PENSAMENTO PLURAL A República dos Penduricalhos: privilégios no Judiciário e Congresso, por Palmarí de Lucena

O escritor Palmarí de Lucena observa, em seu comentário, como, enquanto o povo rala com o básico, o topo da República habita um universo paralelo: salários acima do teto, mordomias legais, silêncio cúmplice. “O Judiciário e o Legislativo, protegidos por normas internas, confundem excelência com privilégio, e a democracia, corroída por dentro, não desabou de repente — ela se desfaz no conforto opaco dos que deveriam dar o exemplo”, pontua. Confira íntegra…

Num país onde o salário mínimo mal cobre o básico, o teto constitucional virou ficção. O recente parecer da Corregedoria do CNJ, ao limitar supostamente os penduricalhos dos magistrados a R$ 46,3 mil, teve o efeito contrário: criou uma escada paralela. Com gratificações, verbas indenizatórias e auxílios diversos, juízes passam a ganhar mais de R$ 90 mil mensais — livres de imposto e de constrangimento. Legal, sim. Mas legítimo?

Do outro lado da Praça dos Três Poderes, o Congresso Nacional exibe sua própria coleção de regalias, embutidas em cotas, auxílios, reembolsos e aposentadorias especiais. Deputados e senadores partem de um salário-base de R$ 41 mil, mas navegam num mar de benefícios que inclui passagens aéreas para familiares, hotéis cinco estrelas, refeições luxuosas, carros de aplicativo premium e serviços de assessoria com verba pública. É um universo paralelo, onde a liturgia do cargo se confunde com o conforto de uma corte.

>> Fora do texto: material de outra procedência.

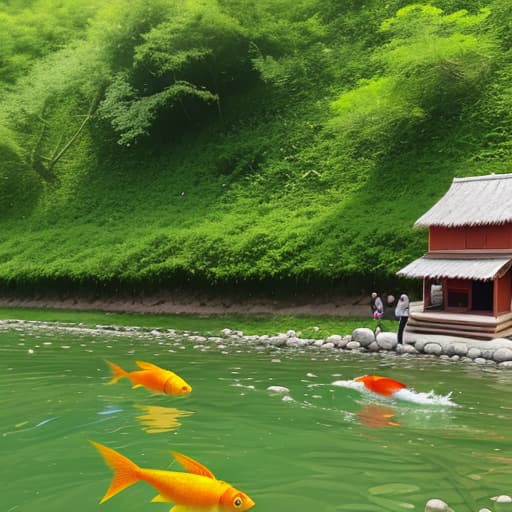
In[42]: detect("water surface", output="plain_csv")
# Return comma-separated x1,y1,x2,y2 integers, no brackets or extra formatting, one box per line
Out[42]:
0,328,512,512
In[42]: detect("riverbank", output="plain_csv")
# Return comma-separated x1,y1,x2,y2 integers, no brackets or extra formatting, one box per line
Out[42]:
0,293,370,317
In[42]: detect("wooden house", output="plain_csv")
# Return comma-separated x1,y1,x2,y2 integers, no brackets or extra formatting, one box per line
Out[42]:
398,174,512,339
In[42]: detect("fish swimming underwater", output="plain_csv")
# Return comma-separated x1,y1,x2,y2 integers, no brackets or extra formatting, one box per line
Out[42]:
354,375,407,396
90,441,254,512
105,360,192,395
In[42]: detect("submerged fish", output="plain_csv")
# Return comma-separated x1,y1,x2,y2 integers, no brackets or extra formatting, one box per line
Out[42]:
354,375,407,396
90,441,254,512
105,360,192,395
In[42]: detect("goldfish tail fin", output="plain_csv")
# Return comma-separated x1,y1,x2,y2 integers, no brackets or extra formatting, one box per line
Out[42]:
89,440,141,503
105,359,128,384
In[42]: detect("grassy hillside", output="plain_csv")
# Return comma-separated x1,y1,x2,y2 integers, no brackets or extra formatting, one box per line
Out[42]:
0,0,512,294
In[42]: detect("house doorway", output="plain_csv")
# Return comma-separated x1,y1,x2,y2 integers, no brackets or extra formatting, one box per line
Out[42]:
471,281,494,311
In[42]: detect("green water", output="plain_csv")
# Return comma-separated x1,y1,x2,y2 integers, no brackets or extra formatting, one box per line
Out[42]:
0,329,512,512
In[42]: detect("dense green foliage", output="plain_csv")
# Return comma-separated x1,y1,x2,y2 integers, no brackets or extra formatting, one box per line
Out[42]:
0,0,512,293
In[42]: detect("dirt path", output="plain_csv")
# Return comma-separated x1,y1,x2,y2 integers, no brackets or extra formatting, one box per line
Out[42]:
0,295,370,317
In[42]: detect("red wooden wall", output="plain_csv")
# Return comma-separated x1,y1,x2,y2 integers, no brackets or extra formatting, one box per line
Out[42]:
428,223,512,251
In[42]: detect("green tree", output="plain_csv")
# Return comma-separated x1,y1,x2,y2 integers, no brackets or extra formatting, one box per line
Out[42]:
99,0,250,145
332,4,497,152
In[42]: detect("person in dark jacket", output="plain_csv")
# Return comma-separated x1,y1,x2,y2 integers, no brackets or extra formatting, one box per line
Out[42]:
395,293,409,345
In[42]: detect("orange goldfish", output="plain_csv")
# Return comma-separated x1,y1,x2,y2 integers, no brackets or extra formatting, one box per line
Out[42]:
105,360,192,395
354,375,407,396
90,441,254,512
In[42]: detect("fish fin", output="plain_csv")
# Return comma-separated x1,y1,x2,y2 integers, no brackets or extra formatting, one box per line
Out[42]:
105,359,128,384
89,440,140,503
151,494,170,503
135,361,161,370
171,452,216,480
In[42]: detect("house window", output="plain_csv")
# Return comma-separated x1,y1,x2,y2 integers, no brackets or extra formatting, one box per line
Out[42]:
448,288,469,309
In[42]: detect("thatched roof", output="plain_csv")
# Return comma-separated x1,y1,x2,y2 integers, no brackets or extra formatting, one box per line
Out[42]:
414,174,512,227
397,255,512,281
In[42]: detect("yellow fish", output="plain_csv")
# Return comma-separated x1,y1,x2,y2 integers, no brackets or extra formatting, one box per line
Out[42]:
105,360,192,395
90,441,254,512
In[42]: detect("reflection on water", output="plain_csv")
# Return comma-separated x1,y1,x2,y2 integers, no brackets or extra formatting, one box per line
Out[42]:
0,329,512,512
356,404,400,428
135,405,194,434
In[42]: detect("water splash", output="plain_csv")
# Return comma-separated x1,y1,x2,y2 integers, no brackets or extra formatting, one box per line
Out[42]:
393,388,457,407
332,380,457,407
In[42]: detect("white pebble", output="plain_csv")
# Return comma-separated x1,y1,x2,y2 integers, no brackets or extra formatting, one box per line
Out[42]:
267,386,290,393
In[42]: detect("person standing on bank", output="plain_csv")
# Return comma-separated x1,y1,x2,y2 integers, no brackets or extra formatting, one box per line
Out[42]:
395,293,409,345
371,292,384,320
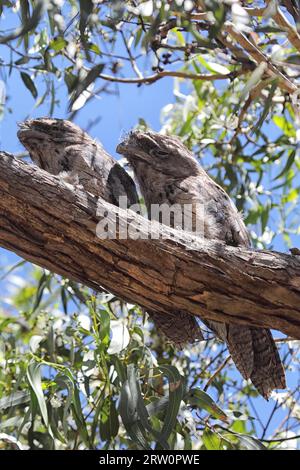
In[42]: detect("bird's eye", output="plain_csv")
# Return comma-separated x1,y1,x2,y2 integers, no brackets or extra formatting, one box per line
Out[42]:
150,149,169,158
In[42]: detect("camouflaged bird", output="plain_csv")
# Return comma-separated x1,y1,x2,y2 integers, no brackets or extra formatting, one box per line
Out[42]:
117,131,286,398
18,118,202,346
18,118,138,206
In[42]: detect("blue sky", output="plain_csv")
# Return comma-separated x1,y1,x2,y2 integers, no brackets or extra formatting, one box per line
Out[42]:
0,5,298,442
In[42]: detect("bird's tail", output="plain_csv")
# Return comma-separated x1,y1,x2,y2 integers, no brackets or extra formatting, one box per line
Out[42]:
147,310,203,348
207,321,286,399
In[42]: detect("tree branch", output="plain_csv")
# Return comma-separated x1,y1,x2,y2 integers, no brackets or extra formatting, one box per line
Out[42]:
0,152,300,339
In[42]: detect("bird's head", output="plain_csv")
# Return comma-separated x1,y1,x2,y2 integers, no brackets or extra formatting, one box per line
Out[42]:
18,118,93,174
117,131,200,178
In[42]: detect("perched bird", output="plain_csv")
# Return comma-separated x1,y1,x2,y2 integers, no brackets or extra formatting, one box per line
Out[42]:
117,131,286,398
18,118,138,206
18,118,202,346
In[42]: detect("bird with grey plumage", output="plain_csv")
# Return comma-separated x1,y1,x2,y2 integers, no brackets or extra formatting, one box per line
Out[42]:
117,127,286,398
18,118,138,206
18,118,202,346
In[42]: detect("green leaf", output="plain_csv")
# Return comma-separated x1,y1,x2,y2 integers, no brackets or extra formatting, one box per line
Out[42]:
253,80,278,131
69,64,105,109
49,36,68,52
100,397,119,441
20,72,38,98
158,366,184,441
184,388,228,421
0,392,30,410
202,428,222,450
273,149,296,181
27,361,49,428
79,0,94,38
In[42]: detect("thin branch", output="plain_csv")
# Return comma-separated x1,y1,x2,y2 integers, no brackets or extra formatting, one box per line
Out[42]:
203,355,231,392
224,22,298,93
98,70,241,84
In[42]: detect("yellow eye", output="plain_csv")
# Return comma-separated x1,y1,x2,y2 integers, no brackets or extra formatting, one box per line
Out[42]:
150,149,169,158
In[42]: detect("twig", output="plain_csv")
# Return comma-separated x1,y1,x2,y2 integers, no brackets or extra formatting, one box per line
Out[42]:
98,69,241,84
120,30,143,78
224,22,298,93
203,355,231,392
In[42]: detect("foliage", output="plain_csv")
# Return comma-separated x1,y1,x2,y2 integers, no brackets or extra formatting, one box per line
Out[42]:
0,0,300,449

Tudo é autorizado. Tudo é previsto em normas. Mas a legalidade tem limites quando confrontada com a moralidade pública. O Judiciário e o Legislativo, em vez de espelhos da lei, tornaram-se vitrines do privilégio. E não é por falta de crítica — é por falta de reação. As instituições resistem a qualquer tentativa de moralização com a desculpa de que isso afastaria os “melhores quadros”. Mas que métrica de excelência é essa, que exige mordomias em vez de mérito?

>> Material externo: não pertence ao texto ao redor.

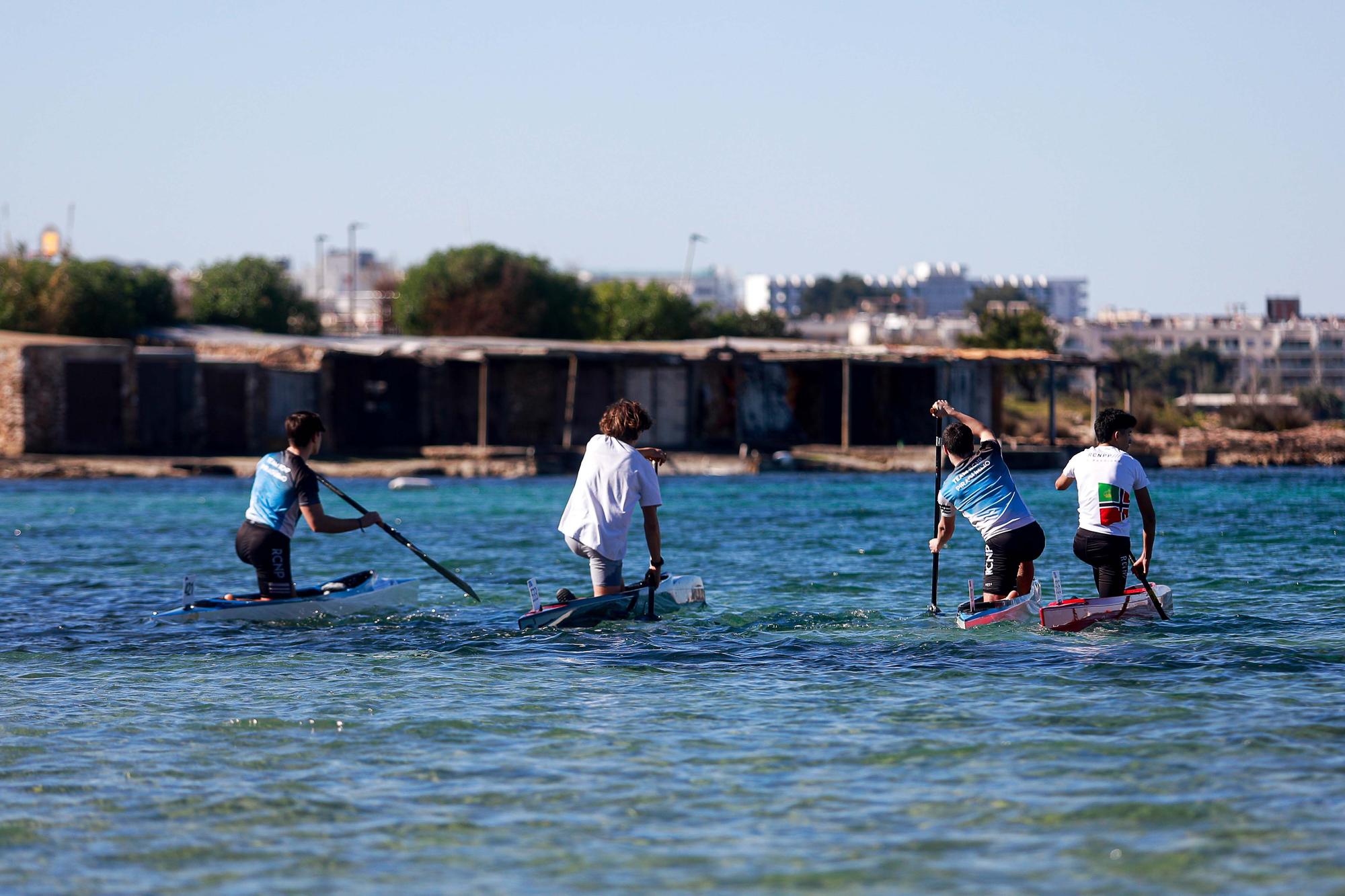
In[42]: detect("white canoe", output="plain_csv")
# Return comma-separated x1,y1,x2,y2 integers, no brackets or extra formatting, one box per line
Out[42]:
958,579,1041,628
151,569,420,623
1040,585,1173,631
518,575,705,631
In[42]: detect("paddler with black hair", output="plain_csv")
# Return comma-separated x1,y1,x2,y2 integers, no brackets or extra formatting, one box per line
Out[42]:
225,410,382,600
929,398,1046,602
1056,407,1158,598
555,398,667,603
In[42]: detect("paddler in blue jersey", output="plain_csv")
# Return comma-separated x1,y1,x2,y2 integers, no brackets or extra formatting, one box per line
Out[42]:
929,398,1046,602
225,410,382,600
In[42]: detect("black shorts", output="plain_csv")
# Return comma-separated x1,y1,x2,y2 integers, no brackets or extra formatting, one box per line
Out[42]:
1075,529,1130,598
985,522,1046,595
234,521,295,598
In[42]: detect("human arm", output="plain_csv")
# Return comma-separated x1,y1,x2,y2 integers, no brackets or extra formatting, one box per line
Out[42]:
640,506,663,581
299,502,383,534
929,398,998,441
636,448,668,470
1135,489,1158,576
929,514,958,555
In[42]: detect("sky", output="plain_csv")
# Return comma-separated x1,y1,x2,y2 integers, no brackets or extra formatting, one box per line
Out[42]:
0,0,1345,313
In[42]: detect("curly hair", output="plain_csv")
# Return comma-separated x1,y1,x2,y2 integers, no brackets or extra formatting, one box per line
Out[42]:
1093,407,1139,445
597,398,654,441
943,419,974,458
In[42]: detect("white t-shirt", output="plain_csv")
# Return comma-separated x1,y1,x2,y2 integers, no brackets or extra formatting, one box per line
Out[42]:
1064,445,1149,538
557,434,663,560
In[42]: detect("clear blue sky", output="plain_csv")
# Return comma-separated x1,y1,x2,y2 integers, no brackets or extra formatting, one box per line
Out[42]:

Enquanto isso, professores compram giz do próprio bolso. Enfermeiros dividem um jaleco entre turnos. Policiais percorrem comunidades com viaturas sem combustível. O Brasil real, invisível aos beneficiários de um Estado sob medida, assiste de longe à blindagem recíproca dos Poderes. Nada de ilegal, dizem eles. Mas tudo tão desigual, pensa o cidadão.

Não se trata de atacar o funcionalismo público nem de reduzir o debate à simplificação populista. Trata-se de encarar a questão central: há um fosso entre os servidores da linha de frente — que sustentam o Estado com trabalho anônimo — e os que decidem quanto o Estado pode lhes pagar. Um desequilíbrio que corrói a autoridade das instituições, esvazia o discurso de responsabilidade fiscal e sabota a confiança na democracia.

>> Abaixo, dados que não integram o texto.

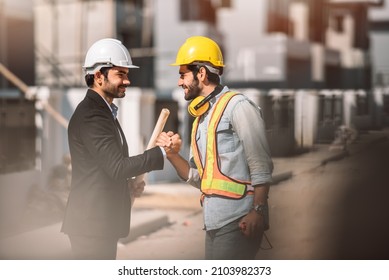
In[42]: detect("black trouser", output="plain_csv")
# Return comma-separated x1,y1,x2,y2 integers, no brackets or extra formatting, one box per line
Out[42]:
69,235,119,260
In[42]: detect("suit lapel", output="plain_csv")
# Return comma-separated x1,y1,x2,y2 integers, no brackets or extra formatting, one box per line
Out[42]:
115,119,128,156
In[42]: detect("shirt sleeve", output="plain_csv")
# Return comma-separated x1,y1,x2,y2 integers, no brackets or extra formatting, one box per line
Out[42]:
230,97,273,185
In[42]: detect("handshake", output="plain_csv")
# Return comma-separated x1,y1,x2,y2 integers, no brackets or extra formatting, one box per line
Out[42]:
155,131,182,159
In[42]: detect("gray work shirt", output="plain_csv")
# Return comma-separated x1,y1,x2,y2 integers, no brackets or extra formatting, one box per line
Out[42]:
187,87,273,230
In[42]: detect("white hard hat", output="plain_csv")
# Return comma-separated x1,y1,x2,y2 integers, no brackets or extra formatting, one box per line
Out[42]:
82,38,139,74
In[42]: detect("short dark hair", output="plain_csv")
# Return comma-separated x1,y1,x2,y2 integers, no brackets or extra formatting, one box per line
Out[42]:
85,67,112,88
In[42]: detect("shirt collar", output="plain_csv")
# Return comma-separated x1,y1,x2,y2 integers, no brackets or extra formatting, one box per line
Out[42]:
100,96,119,119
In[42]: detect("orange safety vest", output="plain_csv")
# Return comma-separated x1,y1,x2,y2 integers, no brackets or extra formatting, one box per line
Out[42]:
191,92,251,199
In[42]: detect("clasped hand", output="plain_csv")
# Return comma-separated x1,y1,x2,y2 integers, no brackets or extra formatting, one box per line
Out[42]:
155,131,182,156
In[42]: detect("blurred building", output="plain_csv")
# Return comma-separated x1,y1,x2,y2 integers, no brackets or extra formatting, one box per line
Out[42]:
0,0,389,236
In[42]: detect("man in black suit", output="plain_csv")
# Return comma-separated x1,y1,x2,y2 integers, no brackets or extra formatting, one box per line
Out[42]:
62,39,178,259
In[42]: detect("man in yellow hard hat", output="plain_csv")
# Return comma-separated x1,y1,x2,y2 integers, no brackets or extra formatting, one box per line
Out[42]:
161,36,273,259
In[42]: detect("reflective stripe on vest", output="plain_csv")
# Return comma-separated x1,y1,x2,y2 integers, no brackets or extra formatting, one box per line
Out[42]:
191,92,250,198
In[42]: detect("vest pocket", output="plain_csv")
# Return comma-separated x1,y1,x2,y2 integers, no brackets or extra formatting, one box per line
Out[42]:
216,118,236,154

Pior que o privilégio é o silêncio em torno dele. A complacência dos que julgam, legislam e fiscalizam apenas para dentro, protegendo um sistema que garante conforto, mas nega exemplo. É essa omissão — e não o excesso de crítica — que afasta a população da política e abre espaço para o cinismo.

Não é o excesso de crítica que ameaça as instituições — é a ausência de autocrítica. Quando os Poderes da República se tornam reféns de seus próprios privilégios, quando juízes legislam em benefício próprio e parlamentares se protegem sob o manto da legalidade interessada, o pacto social se rompe não por revolta, mas por descrença.

A democracia, que deveria ser um exercício constante de exemplo e equidade, transforma-se em vitrine de exceções sustentadas por uma lógica corporativa. E nesse teatro institucional, onde a liturgia do cargo serve de escudo contra a responsabilidade, o que se fragiliza não é apenas o teto, mas o próprio alicerce da República. O país que tolera privilégios silenciosos em nome da estabilidade está, na verdade, empurrando a instabilidade para o porão — e ignorando que, cedo ou tarde, a conta desce para o térreo.